JH:Well, everyone’s had their own ups and downs with alcohol, and, uh, for some reason if Dottie and I drink anything brown, like whiskey or red wine, we tend to get really aggressive with each other and fight. And so we have banned it from ourselves. It wasn’t like a band decision. We just said that we weren’t allowed to do that any more cause we were fighting with each other right before we’d go on stage. But Kevin, if he drinks whiskey, becomes like a standup comedian, and if you’re lucky enough to catch him on a rare night, or if for some reason, every one in a while he’ll do a shot of gin, which is a terrible thing to shoot, but sometimes there’s nothing to mix it with. But if Kevin drinks maybe two shots of gin, or like a really strong gin and tonic, then he’ll talk to the audience more and put on these little characters. He can be really fun if you just get the right amount, the right concoction [laughs].
It’s the same way with Bryan, you know. He’s hilarious. But he’s become kind of more distant with the crowd. It used to be that he’d talk just as much as we played, you know. Five or six years ago, there would be enough banter in a single show to release a half-hour of spoken word. And a lot of times he’ll just go into poetry or something. Uh, but, you know, there’s also something to be said about being professional. And maybe we shouldn’t be drunk, and maybe we should actually play stuff, play the songs [laughs]. But you know, every once in a while it comes out that way. But maybe for 4/20, who knows? Maybe Kevin Barnes will be stoned off his ass [laughs].
Uh, that’s a frustrating thing we were talking about last night, this sort of presumption that we all use drugs. But besides beer, a little bit of gin, and some kombucha? And some, you know, Ibuprofen, it couldn’t be farther from the truth. People have a really hard time accepting that creativity can come from imagination. And it’s really amazing how widespread that attitude is among people who are fans of music and art, but they, themselves, can only imagine that it’s created by having some kind of mind-altering chemical in your brain or whatever.
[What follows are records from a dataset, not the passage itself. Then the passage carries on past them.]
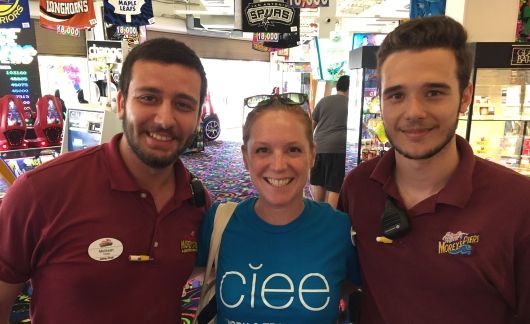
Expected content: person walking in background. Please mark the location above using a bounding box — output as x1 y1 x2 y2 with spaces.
338 16 530 324
310 75 350 208
0 38 210 323
197 93 360 323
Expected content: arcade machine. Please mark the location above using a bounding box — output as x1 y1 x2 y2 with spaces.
27 95 63 147
61 107 122 153
0 159 16 200
0 94 27 151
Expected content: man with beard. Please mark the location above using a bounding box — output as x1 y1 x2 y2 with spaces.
338 16 530 324
0 38 210 324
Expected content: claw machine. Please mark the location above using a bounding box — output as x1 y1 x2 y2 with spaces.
346 46 390 163
457 43 530 176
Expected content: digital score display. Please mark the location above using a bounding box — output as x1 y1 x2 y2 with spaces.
0 23 41 110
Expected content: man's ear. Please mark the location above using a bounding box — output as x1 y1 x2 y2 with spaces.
116 91 125 120
459 82 473 114
241 144 248 171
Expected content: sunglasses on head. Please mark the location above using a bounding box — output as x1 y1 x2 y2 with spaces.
245 92 307 108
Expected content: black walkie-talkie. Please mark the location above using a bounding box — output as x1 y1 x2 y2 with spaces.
190 174 206 207
381 197 410 239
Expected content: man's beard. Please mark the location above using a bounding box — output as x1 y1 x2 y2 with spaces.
122 111 196 169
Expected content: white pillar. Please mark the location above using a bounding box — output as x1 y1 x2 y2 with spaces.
445 0 519 42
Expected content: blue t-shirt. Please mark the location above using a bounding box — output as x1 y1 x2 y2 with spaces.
197 198 360 324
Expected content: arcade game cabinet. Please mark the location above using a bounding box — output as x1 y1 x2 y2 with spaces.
61 108 122 153
0 94 27 151
27 95 63 147
0 159 16 200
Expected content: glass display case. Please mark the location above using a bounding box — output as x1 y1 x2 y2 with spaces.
347 46 390 163
457 43 530 176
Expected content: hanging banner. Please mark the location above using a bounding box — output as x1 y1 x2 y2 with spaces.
0 0 30 29
0 22 41 111
241 0 300 33
410 0 445 19
103 0 155 26
40 0 96 31
287 0 329 8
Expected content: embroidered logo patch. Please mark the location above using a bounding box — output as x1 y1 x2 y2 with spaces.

But I guess if you’ve never written a song or made a painting, then it must seem to you or that type of person, maybe it does seem like they could only imagine coming up with an idea only if they were in a totally different mindset. But if you’re a songwriter, you can be more sober and normal to come up with something really entertaining. And that’s the whole thing. A lot of the songs that we do are so unconventional and so weirdly lyrical and strange arrangements and stuff, but that’s because we want to make something different. It’s like a conscious choice to make something that hasn’t been done before, to make it really interesting and colorful and unexpected as possible. And that can be done, you know, on coffee and um a good night’s sleep, you know? Or at 4 in the morning, whatever. But there’s definitely no speed involved, or like ecstasy or anything, or for God’s sake acid. Which is what we always get accused of; described as like “such and such…on acid.” I don’t know, that’s a frustrating thing, because Kevin, especially, has never done anything like that. But, um, I understand a lot of our fans do. And there’s a lot of college students who come to of Montreal shows as if it were a rave or something and all take X and coke and come in off their tiny faces, high as a kite. And then I wonder if they can even remember the show.
MG: That’s all for now—I’ll let you get back to eating your dinner. Thanks, Jamey!